The NYRB reviewer goes on to note:
[The] most striking feature of these two books by Nobel Prize–winning economists is their emphasis on politics. Economists have traditionally insisted on the primacy of economic factors. In studying growing inequality, for instance, they have focused on economic forces like trade and technological change. Only in recent years (in part through the urgings of iconoclasts like Krugman and Stiglitz) has there been a turn to politics to explain America’s distinctive economic challenges—a reorientation that brings economics back toward its original conception as the science of political economy.
So, we are then back to the starting point: how do we deal with this politics and government?
By putting politics center stage, Krugman and Stiglitz greatly advance that cause. Yet neither offers a fully convincing diagnosis, albeit for very different reasons.
We are damned!
[We] have a choice. Politics got us into our economic mess, and only a revitalized politics can get us out of it.
Dream on!
[There] is no society without a governing class. Whether they’re selected by birth, intelligence, or some other factor, some people inevitably exercise power over others. Hayes mounts a powerful critique of the meritocratic elite that has overseen one of the most disastrous periods of recent history. He lapses into utopianism, however, when he suggests that we can do without elites altogether. Like the poor, elites will always be with us. As the word’s original meaning suggests, the question is how they ought to be chosen.
Dream on!

But, I don't know Jack!

1 comment:

Ramesh said...

Completely and totally disagree with Hayes, from only reading the review - haven't read the book itself. But if this review is an accurate indicator of what is said in the book, I would rather not read it.

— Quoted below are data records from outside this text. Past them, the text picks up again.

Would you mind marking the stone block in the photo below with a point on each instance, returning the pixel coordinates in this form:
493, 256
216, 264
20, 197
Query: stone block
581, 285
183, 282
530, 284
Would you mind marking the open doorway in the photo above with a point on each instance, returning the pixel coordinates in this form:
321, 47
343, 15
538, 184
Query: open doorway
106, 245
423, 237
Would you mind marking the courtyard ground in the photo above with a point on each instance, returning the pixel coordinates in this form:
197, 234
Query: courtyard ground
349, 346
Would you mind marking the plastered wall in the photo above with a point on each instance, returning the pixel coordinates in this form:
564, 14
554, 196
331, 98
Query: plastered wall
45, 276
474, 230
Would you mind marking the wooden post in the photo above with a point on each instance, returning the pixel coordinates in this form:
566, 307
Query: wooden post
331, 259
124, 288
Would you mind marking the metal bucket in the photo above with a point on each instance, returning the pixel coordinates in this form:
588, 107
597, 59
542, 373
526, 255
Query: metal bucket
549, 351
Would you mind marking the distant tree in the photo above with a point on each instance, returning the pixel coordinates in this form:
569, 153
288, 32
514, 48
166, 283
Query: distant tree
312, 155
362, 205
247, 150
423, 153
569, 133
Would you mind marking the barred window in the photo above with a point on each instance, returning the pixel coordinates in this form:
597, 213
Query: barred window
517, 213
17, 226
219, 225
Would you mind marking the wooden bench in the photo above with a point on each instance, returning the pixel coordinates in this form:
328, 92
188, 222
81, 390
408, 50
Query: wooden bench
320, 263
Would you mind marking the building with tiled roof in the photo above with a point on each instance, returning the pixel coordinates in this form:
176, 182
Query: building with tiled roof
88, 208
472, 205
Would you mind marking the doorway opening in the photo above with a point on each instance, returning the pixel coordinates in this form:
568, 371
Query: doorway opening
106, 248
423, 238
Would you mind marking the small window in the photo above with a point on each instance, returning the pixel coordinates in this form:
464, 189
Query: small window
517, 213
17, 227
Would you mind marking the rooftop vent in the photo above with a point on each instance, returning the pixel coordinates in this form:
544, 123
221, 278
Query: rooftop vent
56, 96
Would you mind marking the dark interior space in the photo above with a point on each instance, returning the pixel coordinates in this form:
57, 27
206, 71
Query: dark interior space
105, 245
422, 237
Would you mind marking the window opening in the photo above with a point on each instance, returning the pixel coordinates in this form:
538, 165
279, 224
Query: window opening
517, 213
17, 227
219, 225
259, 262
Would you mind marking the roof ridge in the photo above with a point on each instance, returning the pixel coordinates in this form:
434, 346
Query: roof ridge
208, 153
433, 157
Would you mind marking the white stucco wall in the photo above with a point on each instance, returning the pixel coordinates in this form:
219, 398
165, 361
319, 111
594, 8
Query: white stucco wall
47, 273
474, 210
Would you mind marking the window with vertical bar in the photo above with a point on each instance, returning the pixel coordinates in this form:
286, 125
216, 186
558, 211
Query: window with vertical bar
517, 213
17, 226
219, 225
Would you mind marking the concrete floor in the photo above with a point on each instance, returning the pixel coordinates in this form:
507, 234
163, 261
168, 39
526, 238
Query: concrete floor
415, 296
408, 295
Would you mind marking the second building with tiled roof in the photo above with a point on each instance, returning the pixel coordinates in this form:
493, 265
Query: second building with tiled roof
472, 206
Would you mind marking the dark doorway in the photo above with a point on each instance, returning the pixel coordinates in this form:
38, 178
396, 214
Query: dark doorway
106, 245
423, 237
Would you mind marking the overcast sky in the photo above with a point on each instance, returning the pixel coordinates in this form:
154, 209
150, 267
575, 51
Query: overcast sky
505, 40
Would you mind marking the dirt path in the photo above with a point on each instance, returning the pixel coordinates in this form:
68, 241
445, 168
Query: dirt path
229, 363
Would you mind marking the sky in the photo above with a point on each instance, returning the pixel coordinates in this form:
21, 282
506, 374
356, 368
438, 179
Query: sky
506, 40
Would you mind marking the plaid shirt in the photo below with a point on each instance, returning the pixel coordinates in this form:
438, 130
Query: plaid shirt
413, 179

Meritocracy and elites are used interchangeably and it appears to me to decry meritocracy. The one great virtue of America is its the best meritocracy in the world. Sure its not perfect, but you simply have to see other countries to realise how much far ahead that America is. If it wasn't a meritocracy, people around the world won't flock to get in. The idea that elites aren't in touch with the common man and therefore not a meritocracy is , to my mind, absurd. Equally, the notion that somebody in touch with the poor will have greater merit is nonsense. Merit can come from all walks of life - the rich, the poor, the black, the while, the man , the woman. America recognises this the best. You guys may be moaning that equality of opportunity that a meritocracy promotes is sadly lacking in America. Again you have to look elsewhere to realise that the human race is not perfect, but the maximum of equality of opportunity has actually been realised in the US than anywhere else.

I can't bear to read Paul Krugman anymore - unfortunately he has a serial column in The Hindu. I will reserve my spleen for him for a different occasion !!